On sous-estime souvent l’impact du manager sur la vie d’une équipe. Pourtant, il influence directement la motivation de ses collborateurs et par là l’engagement collectif.

C’est ce que Gallup rapporte dans son enquête : « 70 % du désengagement des équipes découle du manager ». C’est énorme !

Concrètement, cela veut dire que :

  • la posture du manager influence directement l’envie de s’impliquer ;
  • le climat d’équipe dépend surtout de la qualité du management ;
  • la performance collective ne repose pas uniquement sur des outils ou des process.

Le problème, c’est que le manager doit souvent tout porter en même temps : les objectifs à tenir, les urgences à gérer, les tensions à désamorcer, la cohésion à préserver…

C’est beaucoup. Et pourtant… Votre équipe ne le voit pas forcément. Pire, ils semblent en attendre plus. Mais quoi ?

1. Donner un objectif clair

Une équipe a besoin de savoir où elle va. Quel est le cap. On parle simplement, avec des phrases courtes et des mots compréhensibles.

Quand l’objectif est clair, tout devient plus facile. Les décisions se prennent plus rapidement. L’équipe comprend mieux les priorités. Les efforts sont davantage orientés et chacun peut travailler avec plus de sérénité.

Tandis qu’un objectif flou coûte cher. Il fait perdre du temps, il crée des hésitations et il fatigue tout le monde.

Alors, en tant que manager, dites l’essentiel :

  • le but à atteindre,
  • pourquoi l’atteindre
  • dans quel délai
  • et quelle priorité lui donner

Exemple : plutôt que de dire « il faut améliorer le suivi client », on peut dire : « Notre priorité ce mois-ci, c’est de répondre à tous les messages sous 24 heures et de garder une trace claire des retours. »

Résultat : L’équipe comprend tout de suite ce qu’on attend d’elle. Les collaborateurs se sentent moins perdus et plus motivés.

2. Structurer l’équipe

Sur le pont, comme dans une équipe, les tensions viennent d’une chose très simple : personne ne sait vraiment qui fait quoi.

Et quand ce n’est pas clair, cela mène à « une mutinerie ».

Certains attendent qu’on leur dise quoi faire, d’autres doublent le travail des premiers et, à la fin de la journée, tout le monde repart frustré et le projet n’a pas avancé.

Alors on clarifie les responsabilités de chaque membre de l’équipe :

  • ce qui relève de chacun
  • ce qui se décide ensemble,
  • ce qui remonte au N+1
  • ce qui doit être validé en amont

Résultat : vous créez un environnement sain. La charge de travail est mieux répartie entre les membres de l’équipe et les résultats apparaissent rapidement.

3. Mieux communiquer

Une équipe fonctionne rarement mal par manque de paroles. Elle fonctionne mal quand la communication est floue, trop rapide ou trop descendante.

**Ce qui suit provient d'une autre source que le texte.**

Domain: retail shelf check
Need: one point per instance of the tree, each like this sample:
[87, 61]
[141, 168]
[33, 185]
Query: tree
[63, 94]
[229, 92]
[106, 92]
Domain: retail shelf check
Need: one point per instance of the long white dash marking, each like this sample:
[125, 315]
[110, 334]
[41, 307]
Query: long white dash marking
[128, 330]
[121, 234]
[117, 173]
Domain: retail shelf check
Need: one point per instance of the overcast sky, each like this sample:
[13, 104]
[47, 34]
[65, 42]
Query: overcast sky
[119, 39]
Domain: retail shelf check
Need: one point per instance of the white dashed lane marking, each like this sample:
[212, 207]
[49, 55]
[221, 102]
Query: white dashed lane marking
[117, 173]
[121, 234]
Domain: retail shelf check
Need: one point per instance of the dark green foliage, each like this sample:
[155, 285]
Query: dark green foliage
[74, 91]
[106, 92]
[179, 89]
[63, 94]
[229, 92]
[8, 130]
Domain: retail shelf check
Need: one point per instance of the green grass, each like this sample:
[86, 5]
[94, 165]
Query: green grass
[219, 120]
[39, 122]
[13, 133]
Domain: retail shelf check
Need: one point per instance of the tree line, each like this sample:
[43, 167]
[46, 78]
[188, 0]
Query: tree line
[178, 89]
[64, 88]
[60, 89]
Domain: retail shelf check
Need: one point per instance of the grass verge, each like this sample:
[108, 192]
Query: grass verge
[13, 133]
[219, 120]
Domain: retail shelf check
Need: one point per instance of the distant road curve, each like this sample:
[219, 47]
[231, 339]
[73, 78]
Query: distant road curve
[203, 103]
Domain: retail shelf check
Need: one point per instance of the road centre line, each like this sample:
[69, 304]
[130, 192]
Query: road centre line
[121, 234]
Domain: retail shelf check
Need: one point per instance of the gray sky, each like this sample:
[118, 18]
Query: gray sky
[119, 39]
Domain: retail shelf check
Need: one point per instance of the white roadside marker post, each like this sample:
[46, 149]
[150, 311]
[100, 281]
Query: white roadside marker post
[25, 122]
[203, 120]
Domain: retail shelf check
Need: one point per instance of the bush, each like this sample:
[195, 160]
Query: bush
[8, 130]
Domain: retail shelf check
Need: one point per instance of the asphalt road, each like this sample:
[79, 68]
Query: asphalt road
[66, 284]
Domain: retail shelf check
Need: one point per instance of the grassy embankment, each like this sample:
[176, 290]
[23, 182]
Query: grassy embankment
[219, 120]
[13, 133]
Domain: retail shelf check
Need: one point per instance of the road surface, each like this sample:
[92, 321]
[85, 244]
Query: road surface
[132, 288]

Le baromètre des Soft Kills 2025 rapporte que 92 % des collaborateurs considèrent l’écoute active comme une compétence essentielle à tout manager.

Alors, on écoute !

Aujourd’hui, piloter une équipe, c’est autant écouter que décider. Car quand un collaborateur se sent écouté, il ose plus facilement parler des difficultés rencontrées. Il se sent compris et s’implique donc davantage.

L’écoute active n’est pas un « plus ». C’est un outil de communication essentiel.

Mais pour écouter, faut-il encore s’intéresser. Cela commence par poser des questions :

  • « Qu’est-ce qui vous bloque ? »
  • « De quoi avez-vous besoin pour avancer ? »
  • « Qu’est-ce qui serait plus utile ? »

Et on poursuit avec une communication :

  • Claire: dire les choses simplement
  • Régulière: ne pas remettre à demain ce qui doit être dit aujourd’hui
  • des Feedbacks quotidiens: dire ce qui va bien et ce qui doit évoluer.

Résultat : un leadership participatif qui remet ses collaborateurs au centre des projets. Une équipe plus engagée. Un climat de confiance instauré.

 

4. Motiver les membres de l’équipe

Cette année encore la France montre un désengagement des salariés avec une 36e place au niveau européen (sur 38) et un petit 8 % de taux d’engagement, selon l’étude Gallup.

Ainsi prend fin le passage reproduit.